On the other hand, GLP-1R expression in endothelial cells, vascular SMCs, monocytes, macrophages, and lymphocytes also raises the prospect for direct effects on atherosclerosis and inflammation (Figure 1). However, little information exists on the effects of GLP-1 on atherogenesis itself. Elevated tumor necrosis factor-alpha (TNF-α) levels and hyperglycemia are implicated in diabetes-associated endothelial cell dysfunction and may be causal in premature atherosclerosis (Iwasaki et al., 2008). Indeed, TNF-α and hyperglycemia have been shown to induce plasminogen activator inhibitor-1 (PAI-1) and vascular cell adhesion molecules (VCAM-1 and ICAM-1) expression in human vascular endothelial cells (Morigi et al., 1998). Recently, the protective properties in endothelial cells of GLP-1 and liraglutide, a GLP-1R agonist, have been demonstrated by several investigators. This treatment reduces TNF-α-mediated expression of PAI-1, ICAM-1, and VCAM-1 expression in human vascular endothelial cells (Liu et al., 2009) as well as TNF-α induced oxidative stress (Shiraki et al., 2012). In relation to the atherosclerotic lesion, recent experimental studies have shown that GLP-1R activation by the administration of exendin-4 significantly reduces the accumulation of monocytes/macrophages in the vascular wall of C57BL/6 and ApoE-/- mice. This effect seems to be mediated, at least in part, by suppressing the inflammatory response in macrophages through the activation of the cAMP/PKa pathway which inhibits the expression of TNF-α and the monocyte chemoattractant protein-1 (MCP-1) in activated macrophages (Arakawa et al., 2010). Administration of active forms of native incretins (GLP-1 and GIP) has also been described to be associated with a suppression of atherosclerotic lesions and macrophage infiltration in the vascular wall in ApoE-/- mice. This treatment directly suppresses the expression of MCP-1, VCAM-1, ICAM-1, and PAI-1 in aortic endothelial cells, as well as suppresses aortic SMCs proliferation and macrophage foam cell formation associated with the down-regulation of CD36, a type A scavenger receptor that takes up modified LDLs, and acyl-coenzyme A: cholesterol acyltransferase-1 (ACAT-1), the enzyme that promotes cholesteryl ester accumulation in macrophages (Nagashima et al., 2011).

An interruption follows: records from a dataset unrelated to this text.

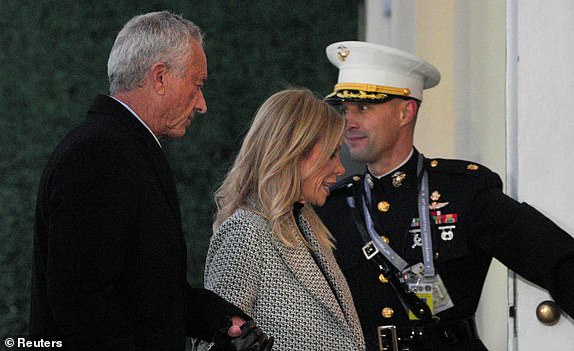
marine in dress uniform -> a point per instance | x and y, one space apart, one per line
470 221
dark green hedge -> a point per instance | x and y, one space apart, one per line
53 61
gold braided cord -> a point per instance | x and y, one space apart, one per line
373 88
345 94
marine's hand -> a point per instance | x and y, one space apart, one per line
252 338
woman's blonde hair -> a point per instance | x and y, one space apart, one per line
284 131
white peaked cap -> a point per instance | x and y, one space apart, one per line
372 72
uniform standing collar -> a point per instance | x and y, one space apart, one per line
407 159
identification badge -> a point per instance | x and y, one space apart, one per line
429 289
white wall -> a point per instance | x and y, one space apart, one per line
541 127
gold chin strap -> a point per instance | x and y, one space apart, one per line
372 88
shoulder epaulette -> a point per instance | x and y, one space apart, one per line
442 165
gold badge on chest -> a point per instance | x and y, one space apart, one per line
398 178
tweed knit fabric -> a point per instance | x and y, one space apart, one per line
296 294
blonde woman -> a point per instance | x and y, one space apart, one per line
270 254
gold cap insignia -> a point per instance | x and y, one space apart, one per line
343 53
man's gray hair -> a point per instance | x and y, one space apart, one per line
147 39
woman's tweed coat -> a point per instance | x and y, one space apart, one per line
296 294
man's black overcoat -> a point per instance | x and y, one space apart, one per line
109 252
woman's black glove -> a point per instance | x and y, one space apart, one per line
252 338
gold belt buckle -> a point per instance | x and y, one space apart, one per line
388 338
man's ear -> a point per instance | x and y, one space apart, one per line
409 110
159 77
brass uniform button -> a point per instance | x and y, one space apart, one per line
383 206
387 312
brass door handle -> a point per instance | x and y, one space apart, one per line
548 312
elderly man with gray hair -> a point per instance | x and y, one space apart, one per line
109 265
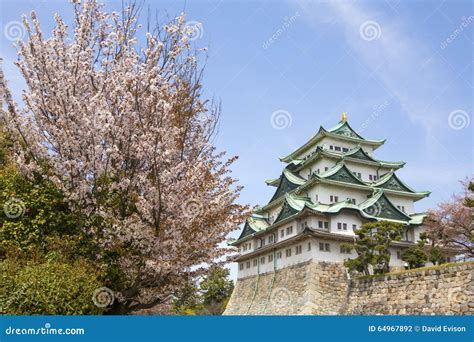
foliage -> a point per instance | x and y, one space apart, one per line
187 300
124 134
209 298
415 257
48 288
43 255
42 211
422 252
373 240
450 225
216 289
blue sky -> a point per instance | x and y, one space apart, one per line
402 70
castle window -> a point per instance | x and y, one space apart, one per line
345 250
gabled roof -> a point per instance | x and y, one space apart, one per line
343 128
390 181
287 182
359 153
341 173
252 225
381 207
342 131
356 155
376 208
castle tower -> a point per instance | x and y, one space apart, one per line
330 186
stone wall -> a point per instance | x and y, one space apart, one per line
443 290
322 288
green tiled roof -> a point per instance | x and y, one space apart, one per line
377 208
342 131
341 173
356 155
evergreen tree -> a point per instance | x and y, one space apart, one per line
373 240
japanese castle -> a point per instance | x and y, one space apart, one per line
329 187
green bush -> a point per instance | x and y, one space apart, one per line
48 288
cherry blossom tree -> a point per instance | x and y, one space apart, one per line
451 223
117 120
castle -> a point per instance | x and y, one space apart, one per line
330 186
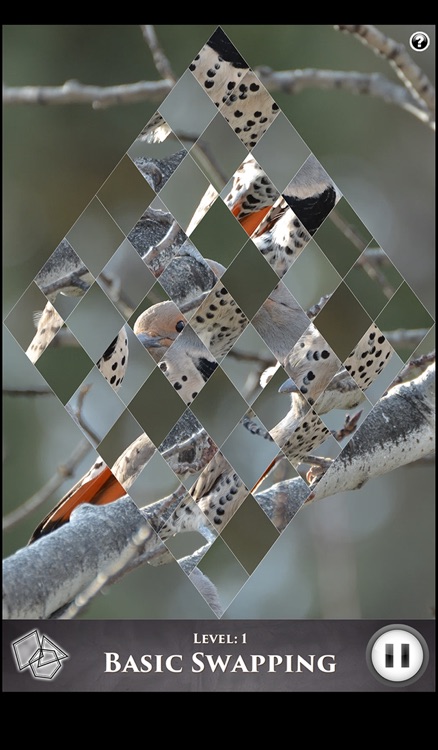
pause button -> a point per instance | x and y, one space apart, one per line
397 653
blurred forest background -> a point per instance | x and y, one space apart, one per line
367 554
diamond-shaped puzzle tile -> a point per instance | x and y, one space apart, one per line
250 194
188 365
303 437
218 138
343 238
126 194
311 364
158 326
207 201
280 470
113 363
234 88
342 321
248 280
246 362
154 482
249 454
184 190
219 491
95 236
250 534
156 237
280 321
18 371
126 279
131 462
95 407
405 311
64 364
219 321
95 322
123 433
209 235
210 458
219 406
312 194
280 237
140 366
373 280
311 277
157 406
182 547
33 321
156 171
281 138
249 109
64 273
342 392
369 357
224 570
155 131
271 405
188 278
188 447
187 109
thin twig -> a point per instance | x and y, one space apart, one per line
63 471
116 294
407 70
161 62
27 392
77 415
412 368
73 92
289 81
372 84
406 336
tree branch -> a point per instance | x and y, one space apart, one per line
407 70
162 64
398 431
73 92
47 575
63 471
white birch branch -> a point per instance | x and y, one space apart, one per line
398 431
43 578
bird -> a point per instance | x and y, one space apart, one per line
318 383
251 195
234 88
282 227
219 321
156 130
212 501
63 273
280 321
48 323
181 355
114 361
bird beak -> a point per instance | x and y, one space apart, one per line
150 342
288 387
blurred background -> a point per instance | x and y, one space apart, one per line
367 554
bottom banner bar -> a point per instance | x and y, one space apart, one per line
201 655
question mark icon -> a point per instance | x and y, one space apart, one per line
419 41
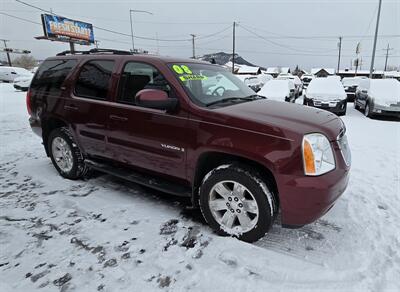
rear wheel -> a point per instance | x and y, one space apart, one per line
65 154
235 201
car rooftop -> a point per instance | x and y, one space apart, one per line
126 55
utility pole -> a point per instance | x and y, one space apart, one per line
340 52
371 70
233 48
193 47
8 54
387 55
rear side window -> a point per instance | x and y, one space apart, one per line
137 76
51 75
94 79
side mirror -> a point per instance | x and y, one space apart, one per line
156 99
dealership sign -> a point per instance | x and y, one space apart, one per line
64 29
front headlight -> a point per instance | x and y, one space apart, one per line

Glucagon-like peptide-1 receptor protein expression is not only found in endothelial cells and macrophages but also in murine SMCs suggesting that GLP-1R agonists may have direct effects on SMCs during neointimal formation. The effects of exendin-4, a GLP-1R agonist, on intimal thickening after vascular injury have been investigated in a recent study. The results obtained have shown that treatment with a GLP-1R agonist is associated with a reduced intimal thickening after vascular injury. This effect seems to be mediated through a reduced proliferation of SMC induced by platelet-derived growth factor (PDGF) which seems to be independent of the canonical (cAMP) GLP-1R signal pathway suggesting a direct action of GLP-1 on SMCs (Goto et al., 2011).

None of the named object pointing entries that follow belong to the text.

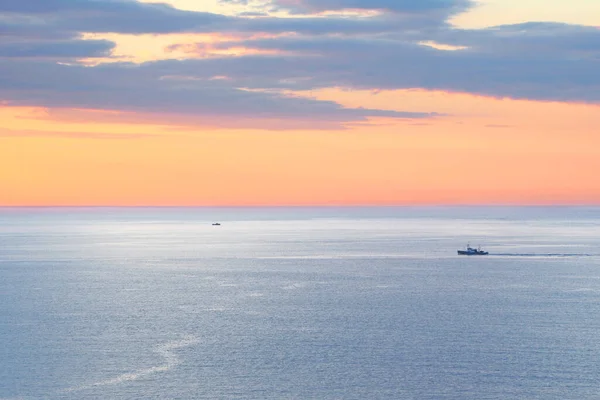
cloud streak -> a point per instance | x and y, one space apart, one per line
535 61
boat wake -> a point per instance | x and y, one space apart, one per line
556 255
166 350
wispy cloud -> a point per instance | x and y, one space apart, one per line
275 55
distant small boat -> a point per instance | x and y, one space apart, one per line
472 252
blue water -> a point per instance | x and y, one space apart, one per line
332 303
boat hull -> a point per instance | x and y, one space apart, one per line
472 253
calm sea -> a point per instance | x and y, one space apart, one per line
299 303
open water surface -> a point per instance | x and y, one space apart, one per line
307 303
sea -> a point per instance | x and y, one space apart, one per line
299 303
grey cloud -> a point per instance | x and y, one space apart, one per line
557 73
101 16
147 89
400 6
57 49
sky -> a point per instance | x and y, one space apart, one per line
299 102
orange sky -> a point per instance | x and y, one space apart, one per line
484 151
492 151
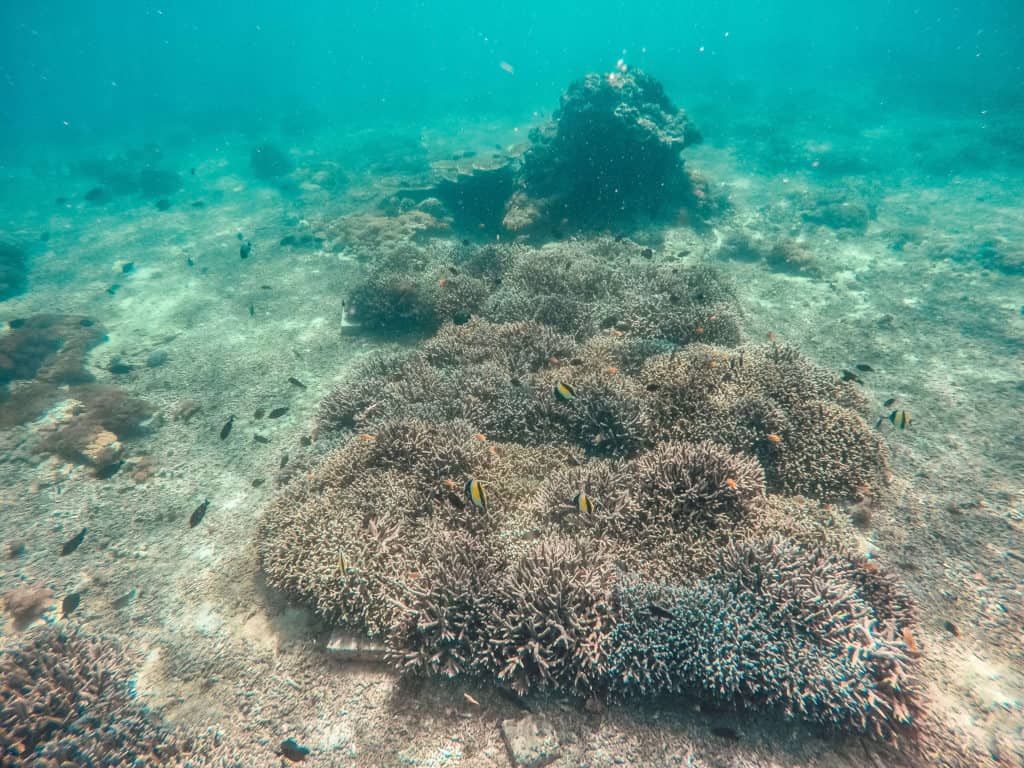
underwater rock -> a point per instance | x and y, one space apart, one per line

The truncated metabolite of GLP-1 (9–36) amide has also been described to exert some cardioprotective effects, increasing basal myocardial glucose uptake, and improving left ventricular function in animal models with cardiomyopathy (Nikolaidis et al., 2005; Ban et al., 2008).

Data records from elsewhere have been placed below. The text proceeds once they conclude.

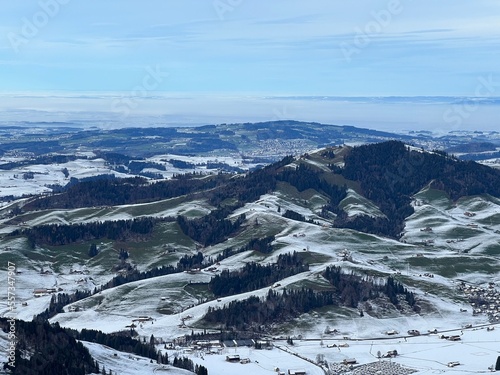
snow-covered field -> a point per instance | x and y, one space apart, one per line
439 240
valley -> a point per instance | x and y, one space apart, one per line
447 255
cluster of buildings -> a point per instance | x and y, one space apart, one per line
483 300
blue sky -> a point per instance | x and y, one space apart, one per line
249 47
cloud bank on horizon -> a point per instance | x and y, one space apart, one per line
249 48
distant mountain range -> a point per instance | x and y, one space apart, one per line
270 140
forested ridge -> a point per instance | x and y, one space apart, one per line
256 276
63 234
114 191
347 290
391 172
45 349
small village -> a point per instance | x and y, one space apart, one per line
484 300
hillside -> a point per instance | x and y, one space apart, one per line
403 227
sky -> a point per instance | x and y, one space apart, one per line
215 60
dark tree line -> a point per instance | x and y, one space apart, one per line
59 300
348 290
108 191
275 307
187 262
352 289
62 234
290 214
187 364
390 173
51 350
123 342
304 177
251 186
255 276
212 228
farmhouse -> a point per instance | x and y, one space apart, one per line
350 361
40 292
233 358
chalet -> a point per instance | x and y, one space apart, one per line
142 319
229 343
40 292
233 358
242 343
349 361
390 354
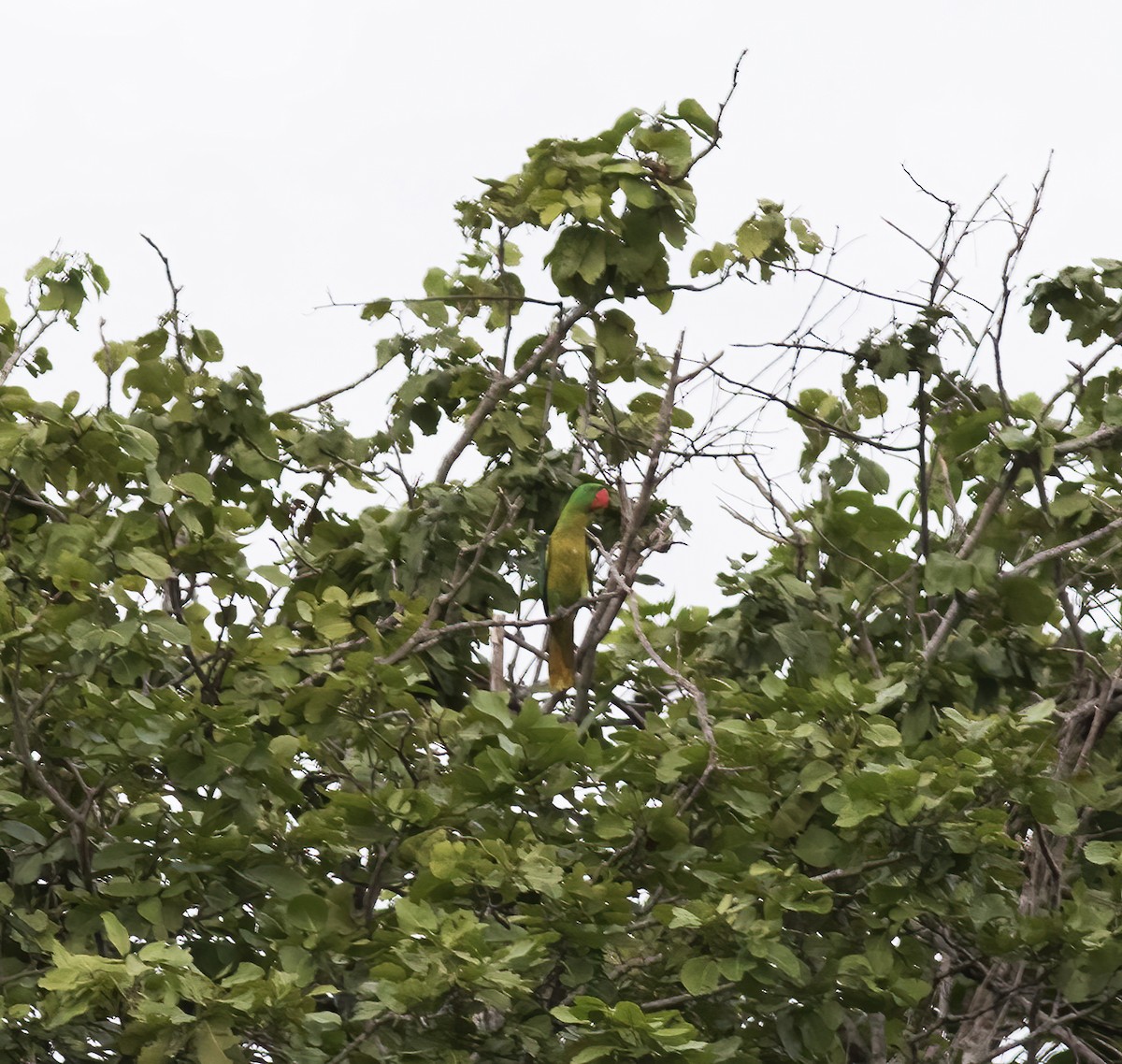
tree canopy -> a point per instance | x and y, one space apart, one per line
281 779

Since its description in 1966, DPP-4 has been considered to be a unique peptidase that cleaves dipeptides from peptides and proteins containing proline in the penultimate position. However, proteolysis is only one of the multiple functions that this protein executes. Other functions attributed to this glycoprotein include the regulation of T cell activation, DNA synthesis, cell proliferation, cytokine production, and signaling activation (Hegen et al., 1997). In addition to the action of CD26/DPP-4 on GLP-1 and GIP, CD26/DDP-4 directly activates a number of proteins such as mitogen-activated protein kinases (MAPKs) which are involved, in particular the extracellular signal-regulated kinase (ERK), in cell proliferation. In a recent in vitro study it has been demonstrated that the inhibition of DPP-4/CD26 by alogliptin suppresses Toll-like receptor (TLR)-4-mediated ERK activation and ERK-dependent matrix metalloproteinases expression by histiocytes (Ta et al., 2010). The ERK pathway is an important signaling cascade involved in many physiological and pathophysiological processes including cell proliferation, apoptosis, angiogenesis, and inflammation (McCubrey et al., 2007). Thus, results of this study suggest that DPP-4/CD26 may play an important role in macrophage-mediated inflammation response and tissue remodeling since matrix metalloproteinases are crucially involved in atherosclerosis. The inhibition of DPP-4 has also demonstrated a reduction of atherosclerotic lesions in diabetic apolipoprotein E-deficient mice. Moreover, ex vivo studies have shown that DPP-4 inhibition attenuates diabetes-augmented IL-6 and IL-1β expression in atherosclerotic plaques (Ta et al., 2011) and reduces plaque macrophages infiltration and monocyte migration to the aorta of male LDLR-/- mice (Shah et al., 2011).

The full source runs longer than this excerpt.